“I asked him,” speaking of Rascher, “how he would be able to obtain such persons for experimentation, and he justified himself by saying that he had connections with the SS who had charge of such penal prisoners. There were such penal prisoners in Dachau and he would be in a position to obtain them for these purposes. I myself, because of my inner personal feelings on the matter, was very much against these experiments and could not make up my mind whether I should approve such experimentation.”

From the very beginning of the plan to conduct these experiments, Dr. Hippke had strong mental reservations concerning the moral principles involved in the task which the Luftwaffe doctors were about to undertake. During the coming year Hippke weighed the problem, and it was with some misgiving that he finally allowed his doctors to begin the experiments, saying to them: “Please, children, go carefully.”

But, tragically enough, his “children” did not go carefully. Instead, they ran amuck with their scientific apparatus and tests. The pressure experiments which were supposed to have been helpful to fliers of the Luftwaffe degenerated into so-called “X-experiments”, which meant “execution” experiments.

Seventy to eighty persons were murdered during the spring and summer of 1942 when the pressure experiments were carried on at Dachau.

During the subsequent freezing experiments a comparable number of concentration camp inmates forfeited their lives to the sadistic Dr. Rascher and his Luftwaffe associates.

Dr. Romberg himself admits having seen three persons die in the low-pressure chamber and concedes that at least nine other deaths may well have occurred when he was absent from his post at Dachau.

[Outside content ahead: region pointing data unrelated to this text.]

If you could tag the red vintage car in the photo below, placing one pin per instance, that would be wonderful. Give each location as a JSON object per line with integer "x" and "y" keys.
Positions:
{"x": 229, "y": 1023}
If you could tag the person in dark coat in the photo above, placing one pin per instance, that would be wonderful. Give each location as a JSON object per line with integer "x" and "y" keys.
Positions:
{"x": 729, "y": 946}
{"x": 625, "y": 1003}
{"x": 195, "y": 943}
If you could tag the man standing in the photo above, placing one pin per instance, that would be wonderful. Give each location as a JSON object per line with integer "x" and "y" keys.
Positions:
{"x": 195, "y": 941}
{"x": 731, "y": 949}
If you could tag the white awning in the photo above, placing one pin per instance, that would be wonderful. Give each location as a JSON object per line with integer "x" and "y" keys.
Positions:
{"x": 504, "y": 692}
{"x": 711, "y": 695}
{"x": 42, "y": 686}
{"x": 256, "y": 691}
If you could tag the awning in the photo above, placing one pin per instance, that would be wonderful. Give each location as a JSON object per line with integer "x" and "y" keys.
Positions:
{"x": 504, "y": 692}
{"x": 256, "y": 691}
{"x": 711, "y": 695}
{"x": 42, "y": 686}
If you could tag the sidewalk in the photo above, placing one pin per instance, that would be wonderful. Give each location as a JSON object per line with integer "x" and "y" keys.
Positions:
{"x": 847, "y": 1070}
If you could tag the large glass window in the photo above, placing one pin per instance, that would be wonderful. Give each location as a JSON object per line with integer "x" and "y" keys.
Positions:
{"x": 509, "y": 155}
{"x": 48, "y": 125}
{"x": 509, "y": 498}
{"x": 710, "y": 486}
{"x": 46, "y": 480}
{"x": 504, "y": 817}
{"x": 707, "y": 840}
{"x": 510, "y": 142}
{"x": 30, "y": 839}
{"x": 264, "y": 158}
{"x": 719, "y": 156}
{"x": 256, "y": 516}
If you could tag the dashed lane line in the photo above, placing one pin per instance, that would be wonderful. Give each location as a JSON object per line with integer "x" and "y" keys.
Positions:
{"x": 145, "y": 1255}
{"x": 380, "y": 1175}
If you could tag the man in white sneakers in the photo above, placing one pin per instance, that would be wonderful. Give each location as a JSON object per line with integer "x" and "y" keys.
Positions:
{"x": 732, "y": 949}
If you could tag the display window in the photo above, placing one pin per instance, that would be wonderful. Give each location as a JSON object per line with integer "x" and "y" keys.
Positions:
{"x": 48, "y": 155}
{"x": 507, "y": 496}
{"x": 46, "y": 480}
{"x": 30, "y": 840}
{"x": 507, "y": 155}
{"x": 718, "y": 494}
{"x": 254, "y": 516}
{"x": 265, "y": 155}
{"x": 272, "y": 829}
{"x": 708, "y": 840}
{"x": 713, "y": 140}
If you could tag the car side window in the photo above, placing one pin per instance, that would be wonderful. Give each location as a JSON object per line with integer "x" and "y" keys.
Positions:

Wolfram Sievers,[[145]] the manager of the Ahnenerbe, the SS Research Institute, witnessed the death of an experimental subject in the freezing tank.

There is adequate evidence that the low-pressure and freezing experiments were carried out by Luftwaffe physicians for the benefit of the Luftwaffe. There has been no valid denial of the fact that the defendant was the Luftwaffe official responsible for the deaths and cruelties suffered in these twin torture chambers, the pressure chamber and the freezing tank.

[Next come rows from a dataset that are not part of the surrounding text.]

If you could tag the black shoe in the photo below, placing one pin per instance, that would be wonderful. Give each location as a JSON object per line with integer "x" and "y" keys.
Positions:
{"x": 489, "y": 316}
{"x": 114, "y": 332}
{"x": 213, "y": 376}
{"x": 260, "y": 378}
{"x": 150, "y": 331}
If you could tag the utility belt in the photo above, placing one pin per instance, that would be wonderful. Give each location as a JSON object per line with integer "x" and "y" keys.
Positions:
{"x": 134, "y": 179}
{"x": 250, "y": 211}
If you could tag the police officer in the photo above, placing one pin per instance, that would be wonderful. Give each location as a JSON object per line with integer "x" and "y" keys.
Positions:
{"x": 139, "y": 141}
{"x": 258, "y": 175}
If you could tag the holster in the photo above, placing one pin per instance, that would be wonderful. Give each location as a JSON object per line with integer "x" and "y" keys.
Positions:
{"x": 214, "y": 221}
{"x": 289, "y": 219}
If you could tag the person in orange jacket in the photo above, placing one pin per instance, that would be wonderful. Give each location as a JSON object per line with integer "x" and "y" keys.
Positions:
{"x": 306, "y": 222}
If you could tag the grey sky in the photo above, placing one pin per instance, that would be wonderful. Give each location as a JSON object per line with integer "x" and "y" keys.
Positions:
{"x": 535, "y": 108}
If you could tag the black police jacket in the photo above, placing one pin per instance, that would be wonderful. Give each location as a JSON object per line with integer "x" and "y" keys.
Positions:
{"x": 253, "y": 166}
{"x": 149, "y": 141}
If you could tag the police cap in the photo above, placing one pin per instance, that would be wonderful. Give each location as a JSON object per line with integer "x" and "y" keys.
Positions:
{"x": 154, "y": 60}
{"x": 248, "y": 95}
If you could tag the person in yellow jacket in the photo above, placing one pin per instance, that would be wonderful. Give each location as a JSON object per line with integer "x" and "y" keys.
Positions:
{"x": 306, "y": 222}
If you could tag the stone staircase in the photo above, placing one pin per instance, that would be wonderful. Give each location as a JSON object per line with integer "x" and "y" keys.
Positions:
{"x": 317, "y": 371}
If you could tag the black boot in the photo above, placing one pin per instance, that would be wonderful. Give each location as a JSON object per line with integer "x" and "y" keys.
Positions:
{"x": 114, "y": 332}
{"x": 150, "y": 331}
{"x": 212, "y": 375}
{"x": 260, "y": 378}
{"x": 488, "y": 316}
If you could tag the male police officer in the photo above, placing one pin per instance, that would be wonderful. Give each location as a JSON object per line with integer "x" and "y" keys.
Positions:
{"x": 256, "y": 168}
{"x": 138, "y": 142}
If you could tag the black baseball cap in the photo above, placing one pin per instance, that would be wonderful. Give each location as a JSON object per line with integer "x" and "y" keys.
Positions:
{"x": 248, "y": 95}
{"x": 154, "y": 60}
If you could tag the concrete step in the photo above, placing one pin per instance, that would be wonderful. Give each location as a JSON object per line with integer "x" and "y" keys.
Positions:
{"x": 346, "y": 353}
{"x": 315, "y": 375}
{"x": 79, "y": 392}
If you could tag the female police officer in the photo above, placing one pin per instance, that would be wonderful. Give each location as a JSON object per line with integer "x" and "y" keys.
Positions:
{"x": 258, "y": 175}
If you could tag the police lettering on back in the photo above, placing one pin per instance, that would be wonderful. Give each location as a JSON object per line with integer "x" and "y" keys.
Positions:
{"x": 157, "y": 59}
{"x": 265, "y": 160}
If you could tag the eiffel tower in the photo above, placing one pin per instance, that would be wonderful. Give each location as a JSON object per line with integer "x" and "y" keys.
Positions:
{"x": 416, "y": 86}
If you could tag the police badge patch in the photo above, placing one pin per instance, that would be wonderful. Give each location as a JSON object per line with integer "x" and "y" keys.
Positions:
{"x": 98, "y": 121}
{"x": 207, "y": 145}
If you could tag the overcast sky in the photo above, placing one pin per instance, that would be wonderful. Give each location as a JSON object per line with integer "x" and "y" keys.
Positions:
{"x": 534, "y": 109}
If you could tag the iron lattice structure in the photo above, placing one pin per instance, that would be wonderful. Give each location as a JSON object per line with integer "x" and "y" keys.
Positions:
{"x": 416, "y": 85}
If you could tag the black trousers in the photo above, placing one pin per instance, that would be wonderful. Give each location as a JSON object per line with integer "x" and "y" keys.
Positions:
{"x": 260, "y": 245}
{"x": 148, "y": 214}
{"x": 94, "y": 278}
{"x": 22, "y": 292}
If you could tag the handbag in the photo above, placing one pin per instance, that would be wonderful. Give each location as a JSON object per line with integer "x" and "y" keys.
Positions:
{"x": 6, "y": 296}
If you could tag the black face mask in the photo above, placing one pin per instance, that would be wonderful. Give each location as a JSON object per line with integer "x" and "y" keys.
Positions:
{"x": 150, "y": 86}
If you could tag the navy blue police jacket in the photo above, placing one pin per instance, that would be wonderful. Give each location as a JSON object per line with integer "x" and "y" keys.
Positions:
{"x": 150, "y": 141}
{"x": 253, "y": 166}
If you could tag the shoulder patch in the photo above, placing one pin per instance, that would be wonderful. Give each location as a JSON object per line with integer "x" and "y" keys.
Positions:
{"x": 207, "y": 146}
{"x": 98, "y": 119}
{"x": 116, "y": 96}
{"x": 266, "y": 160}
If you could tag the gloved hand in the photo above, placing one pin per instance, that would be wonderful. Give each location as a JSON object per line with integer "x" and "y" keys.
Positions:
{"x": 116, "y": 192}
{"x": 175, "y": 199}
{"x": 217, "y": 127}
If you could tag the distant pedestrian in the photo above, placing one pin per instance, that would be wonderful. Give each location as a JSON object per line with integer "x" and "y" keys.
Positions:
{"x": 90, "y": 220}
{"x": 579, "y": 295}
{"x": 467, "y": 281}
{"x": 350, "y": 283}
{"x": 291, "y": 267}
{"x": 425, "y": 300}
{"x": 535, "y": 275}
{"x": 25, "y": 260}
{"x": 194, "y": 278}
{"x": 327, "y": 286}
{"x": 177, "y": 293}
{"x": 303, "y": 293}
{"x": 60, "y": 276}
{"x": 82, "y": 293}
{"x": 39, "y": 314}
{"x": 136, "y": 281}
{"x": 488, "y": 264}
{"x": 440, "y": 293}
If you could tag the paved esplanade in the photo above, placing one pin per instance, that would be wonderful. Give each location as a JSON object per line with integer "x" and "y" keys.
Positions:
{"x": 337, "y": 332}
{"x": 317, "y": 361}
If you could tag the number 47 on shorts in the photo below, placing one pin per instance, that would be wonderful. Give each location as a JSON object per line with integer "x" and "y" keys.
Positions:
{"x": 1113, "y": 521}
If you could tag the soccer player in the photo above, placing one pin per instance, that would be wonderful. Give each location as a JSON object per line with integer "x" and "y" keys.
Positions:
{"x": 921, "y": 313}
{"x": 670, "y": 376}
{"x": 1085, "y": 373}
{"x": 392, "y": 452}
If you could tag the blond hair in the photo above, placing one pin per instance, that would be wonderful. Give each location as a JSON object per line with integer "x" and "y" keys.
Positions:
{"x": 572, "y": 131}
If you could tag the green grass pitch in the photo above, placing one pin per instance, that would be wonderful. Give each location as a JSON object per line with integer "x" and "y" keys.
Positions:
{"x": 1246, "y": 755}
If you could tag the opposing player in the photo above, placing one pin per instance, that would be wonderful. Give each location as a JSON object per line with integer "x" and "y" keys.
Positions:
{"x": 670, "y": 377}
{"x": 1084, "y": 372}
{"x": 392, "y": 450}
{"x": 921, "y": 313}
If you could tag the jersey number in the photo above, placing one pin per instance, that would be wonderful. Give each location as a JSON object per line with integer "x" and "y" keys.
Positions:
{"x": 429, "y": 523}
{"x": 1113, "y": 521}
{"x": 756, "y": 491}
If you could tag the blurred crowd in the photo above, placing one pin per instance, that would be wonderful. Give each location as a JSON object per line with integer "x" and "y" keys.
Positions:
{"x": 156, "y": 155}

Now, let us examine in more detail the second basic charge of the prosecution, namely, that the defendant was officially connected with these experiments which violated the laws of war and humanity.

We have the “Wolffy” letter of 20 May 1942 in which the defendant tells Obergruppenfuehrer Wolff of the SS that “the altitude experiments carried out by the SS and the Luftwaffe at Dachau have been finished.” In this same letter Milch announces that experiments in connection with perils on the high seas would be important; that the necessary arrangements have been made and, since the low-pressure chamber is no longer needed, it must be moved from Dachau. Thus the defendant has entered the picture and established his official connection with the high-altitude experiments and the low-temperature experiments, which proved to be considerably more than mere harmless chilling tests.